The major findings of this study are as follows: 1) CSE induced cell death in VSMCs in a dose- and time-dependent manner, which was entirely abolished by ferroptosis-specific inhibitors or iron chelator, but not by inhibitors of apoptosis, pyroptosis, or necroptosis; 2) CSE-induced VSMC death was also partially abolished by the GSH precursor NAC; 3) CSE increased lipid peroxidation and Ptgs2 mRNA expression, which are key features of ferroptosis; 4) CSE markedly decreased
33 intracellular GSH levels; 5) ACR and MVK, major cytotoxic factors in CSE, induced VSMC ferroptosis; and 6) CSE induced severe damage and loss of medial VSMCs in ex vivo cultured aortas. These findings identified that ferroptosis is the mechanism responsible for CSE-induced cytotoxicity in VSMCs, and demonstrated that CSE- induced ferroptosis contributes to the development of AA and AD. Since cigarette smoke is a major risk factor for these aortic disorders, our study also suggests that ferroptosis is a novel therapeutic target for preventing cigarette smoke-related aortic disorders.

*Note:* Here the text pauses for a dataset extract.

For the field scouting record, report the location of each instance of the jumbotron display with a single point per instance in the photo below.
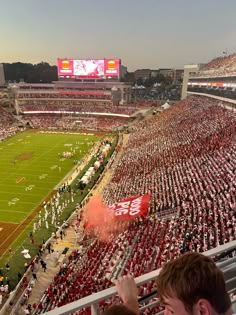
(88, 68)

Cigarette smoking has a substantial impact on the development of AA and AD.
However, the mechanism by which smoking induces AA and AD is not yet fully understood. The loss of medial VSMCs at the arterial wall is one of the key pathophysiologic features in AA and AD, and presumably leads to arterial wall weakening and subsequent dilatation and dissection [54]. In this regard, while CSE has been shown to induce cytotoxicity in various types of cells [31], the precise mechanism of CSE-induced cytotoxicity is not yet fully understood. In the present study, we identified ferroptosis as the mechanism that is responsible for CSE-induced VSMC cytotoxicity. Previous studies suggested that apoptosis is involved in this process;
however, the presence of apoptosis in CSE-induced cell death has been questioned [35].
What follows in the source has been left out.